One such strategy is Mergent’s UK Dividend Achievers Index, which is composed of stocks that have increased their annual dividends for the last five or more consecutive years and, as such, is weighted towards income-generating equities. Over the past three years, the Index has delivered annualised returns of 13.18 per cent in comparison to 7.54 per cent by its MSCI UK benchmark.
Following its initial formulation, this Index is reconstituted only once a year - although issues are removed from the Index at any time for corporate actions - meaning that there is little active management and costs are consequently kept to a minimum.

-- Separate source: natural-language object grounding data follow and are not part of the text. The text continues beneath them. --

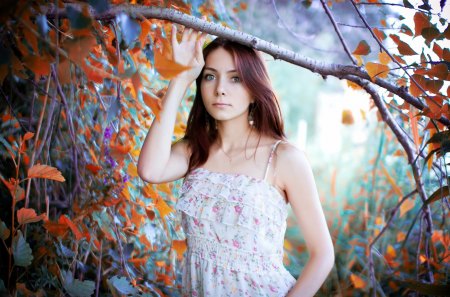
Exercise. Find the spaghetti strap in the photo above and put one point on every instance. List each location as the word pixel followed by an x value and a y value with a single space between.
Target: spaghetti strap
pixel 274 147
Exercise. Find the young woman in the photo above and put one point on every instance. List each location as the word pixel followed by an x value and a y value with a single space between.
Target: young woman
pixel 239 173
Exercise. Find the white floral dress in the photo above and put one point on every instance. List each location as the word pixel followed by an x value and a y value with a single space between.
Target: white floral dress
pixel 235 226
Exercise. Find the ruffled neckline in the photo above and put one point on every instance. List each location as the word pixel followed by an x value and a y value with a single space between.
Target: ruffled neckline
pixel 248 177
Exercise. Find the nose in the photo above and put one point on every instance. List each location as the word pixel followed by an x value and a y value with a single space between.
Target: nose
pixel 220 89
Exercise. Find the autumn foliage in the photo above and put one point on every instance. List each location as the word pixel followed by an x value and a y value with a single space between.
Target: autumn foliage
pixel 81 92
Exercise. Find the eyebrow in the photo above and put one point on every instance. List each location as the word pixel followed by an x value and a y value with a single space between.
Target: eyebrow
pixel 212 69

Another strategy which aims to capture enhanced beta is the GAIA Global Farming Index which invests in listed companies that mainly operate farms producing meat, grains, edible oils, dairy, fish and other diversified farming methods. Risk is reduced through a modified market capitalisation weighting methodology; no single company may exceed 3 per cent of the Index as of each quarterly reconstitution date, and will be modified if this becomes the case.
Once again, the Index has delivered good returns, generating 10.3 per cent over one year on a cumulative basis since launch. Over the past four years, it has returned 18.4 per cent based on back-tested data, strongly outperforming such references as the MSCI Emerging Markets SMID (12.9 per cent), the Market Vectors Agribusiness ETF (MOO) (9.6 per cent) and the Claymore Global Agriculture ETF (COW) (7.7 per cent) over the same period.
Managing risk
Enhanced beta strategies can also be employed to manage risk
within a larger portfolio; for example, an index which is
weighted towards low volatility stocks - yet still attractively
valued - can provide superior risk-adjusted performance. Although
the performance of this type of index may not match that of the
underlying assets in a market rally, the cushioning it provides
in a downturn means it can be a useful addition to a portfolio.

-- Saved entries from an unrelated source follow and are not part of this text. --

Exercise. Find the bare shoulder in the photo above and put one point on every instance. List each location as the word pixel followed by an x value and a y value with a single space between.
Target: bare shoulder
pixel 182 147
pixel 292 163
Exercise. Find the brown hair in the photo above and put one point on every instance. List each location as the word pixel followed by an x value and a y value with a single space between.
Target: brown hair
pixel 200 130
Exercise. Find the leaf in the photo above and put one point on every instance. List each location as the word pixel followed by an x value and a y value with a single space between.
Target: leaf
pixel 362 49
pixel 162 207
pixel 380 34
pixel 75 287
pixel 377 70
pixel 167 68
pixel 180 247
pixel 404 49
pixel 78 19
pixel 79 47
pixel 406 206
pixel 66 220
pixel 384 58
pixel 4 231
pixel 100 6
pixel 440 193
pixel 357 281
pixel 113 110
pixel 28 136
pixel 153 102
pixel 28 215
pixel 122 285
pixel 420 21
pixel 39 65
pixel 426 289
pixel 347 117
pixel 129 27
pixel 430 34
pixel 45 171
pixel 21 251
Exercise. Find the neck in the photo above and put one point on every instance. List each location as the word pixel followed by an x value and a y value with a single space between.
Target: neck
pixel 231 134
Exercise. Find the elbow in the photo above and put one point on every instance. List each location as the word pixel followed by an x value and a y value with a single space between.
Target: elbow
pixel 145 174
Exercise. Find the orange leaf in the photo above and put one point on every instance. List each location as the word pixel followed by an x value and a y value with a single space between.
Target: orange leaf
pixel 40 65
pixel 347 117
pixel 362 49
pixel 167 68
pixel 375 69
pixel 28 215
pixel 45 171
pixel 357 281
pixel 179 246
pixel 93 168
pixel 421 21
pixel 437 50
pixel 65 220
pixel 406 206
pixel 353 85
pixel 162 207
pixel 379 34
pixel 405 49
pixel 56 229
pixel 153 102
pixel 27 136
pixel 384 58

As indicated by the above examples, enhanced beta strategies are extremely flexible in terms of which asset classes they offer exposure to, their investment styles and their position on the risk/return frontier. When it comes to client portfolios, the size of holdings should depend on the underlying asset; indices with a high emerging markets exposure would, for instance, typically have a relatively small allocation, although clearly this depends on the individual investor’s risk profile.
Although they are unlikely to (and should not) replace alpha strategies entirely, enhanced beta strategies certainly have a place in client portfolios.